FDA sets PDUFA Date for I.V. Triferic Drug on March 28, 2020
As the current healthcare crisis rages on, millions of patients for other conditions still require the attention and innovation of professionals in the space to come to their aid.
While there are calls from leaders to fast-track drug approvals1 to mitigate the crisis, organizations such as the US Food and Drug Administration (FDA) still have potential drugs for other deadly conditions in need of review.

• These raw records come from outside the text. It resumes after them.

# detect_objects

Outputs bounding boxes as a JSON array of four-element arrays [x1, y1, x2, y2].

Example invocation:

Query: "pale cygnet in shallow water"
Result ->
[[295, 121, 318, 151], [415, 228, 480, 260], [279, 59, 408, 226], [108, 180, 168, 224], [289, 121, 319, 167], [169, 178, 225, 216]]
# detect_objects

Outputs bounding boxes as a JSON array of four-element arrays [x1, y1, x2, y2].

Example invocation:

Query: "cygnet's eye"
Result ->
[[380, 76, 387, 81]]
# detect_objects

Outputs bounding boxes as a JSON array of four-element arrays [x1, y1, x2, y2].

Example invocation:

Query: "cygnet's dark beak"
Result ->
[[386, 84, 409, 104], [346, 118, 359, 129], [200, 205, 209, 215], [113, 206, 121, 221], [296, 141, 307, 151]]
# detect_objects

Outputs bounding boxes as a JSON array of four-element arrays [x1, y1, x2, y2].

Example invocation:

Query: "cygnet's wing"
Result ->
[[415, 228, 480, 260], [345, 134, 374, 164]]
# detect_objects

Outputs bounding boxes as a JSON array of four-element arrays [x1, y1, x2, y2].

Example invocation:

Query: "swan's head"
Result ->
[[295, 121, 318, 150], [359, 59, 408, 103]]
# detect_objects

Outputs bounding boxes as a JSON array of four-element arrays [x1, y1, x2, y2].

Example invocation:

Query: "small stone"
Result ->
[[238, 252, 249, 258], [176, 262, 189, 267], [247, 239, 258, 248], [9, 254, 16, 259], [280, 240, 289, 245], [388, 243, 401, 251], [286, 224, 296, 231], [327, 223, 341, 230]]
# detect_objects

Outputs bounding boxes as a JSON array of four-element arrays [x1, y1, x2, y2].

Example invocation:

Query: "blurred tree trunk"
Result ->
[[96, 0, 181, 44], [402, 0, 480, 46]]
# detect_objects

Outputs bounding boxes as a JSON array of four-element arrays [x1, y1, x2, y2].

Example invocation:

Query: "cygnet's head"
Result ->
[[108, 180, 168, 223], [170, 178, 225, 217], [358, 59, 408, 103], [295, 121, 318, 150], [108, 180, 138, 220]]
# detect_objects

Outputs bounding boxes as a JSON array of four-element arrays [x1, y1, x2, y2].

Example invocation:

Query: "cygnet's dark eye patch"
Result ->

One new drug could potentially come as a relief to more than a billion people worldwide… VERY soon.
After going through all the necessary lead-up phases for FDA approval2, the drug’s future is hinged on what’s known as the ever-important PDUFA date3.
For this particular drug, that PDUFA date is ever so near…. March 28th, to be exact.
So… MARK YOUR CALENDARS, because that date could be the breakthrough for Rockwell Medical Inc. (NASDAQ:RMTI) that investors have been looking for. The company generated $61.3 million in revenue in FY 2019 and with the potential for the next approval so close, 2020 could turn out to be a fantastic year for the company.
This drug is named I.V. TRIFERIC®is attempting to tackle a very serious condition that the CDC acknowledges was the cause of 5,382 deaths (1.7 people per 100,000 population) in 2017.4
The condition is… anemia.
It’s an iron deficiency disorder—often associated with diabetes mellitus or Type 2—that affects more than 2.8 million Americans1 and over 1.62 billion people worldwide5.
And with the growing prevalence of diabetes, which is projected to increase by 54% to more than 54.9 million Americans between 2015 and 2030, and increased societal costs related to the disease to increase at roughly the same rate to more than $622 billion by 20306… this new drug if approved is clearly very needed.
It’s time to take an in-depth look at a company possibly on the cusp of a major drug approval, that’s here to protect those with anemia and kidney disease.
Rockwell Medical Inc. (NASDAQ:RMTI)
Meet Rockwell Medical Inc. (NASDAQ:RMTI) a commercial-stage company with a platform drug technology designed to transform anemia management in a wide variety of disease states across the globe, with an initial focus on ESRD.
Their drug, TRIFERIC, is now before the FDA in the final days ticking down to its PDUFA date of March 28, 2020… the result of which could make or break the company.
Recent activities from the company show that they’re poised to roll with the platform, including having secured a war chest of $35 Million in debt financing, and a MASSIVE partnership with a +$11-Billion company for the rights to commercialize TRIFERIC in India.
The Rockwell Medical Inc. (NASDAQ:RMTI) team consists of winners from within the pharmaceutical sector, including a President and CEO who served as Corporate Officer and VP of Abbott Laboratories, leading its largest global business unit with $600 million of revenues.
Now it’s the potential for Rockwell Medical through Triferic to capture market potential in excess of $1 billion. This potential has not been ignored by the analysts currently covering and targeting Rockwell Medical Inc. (NASDAQ:RMTI).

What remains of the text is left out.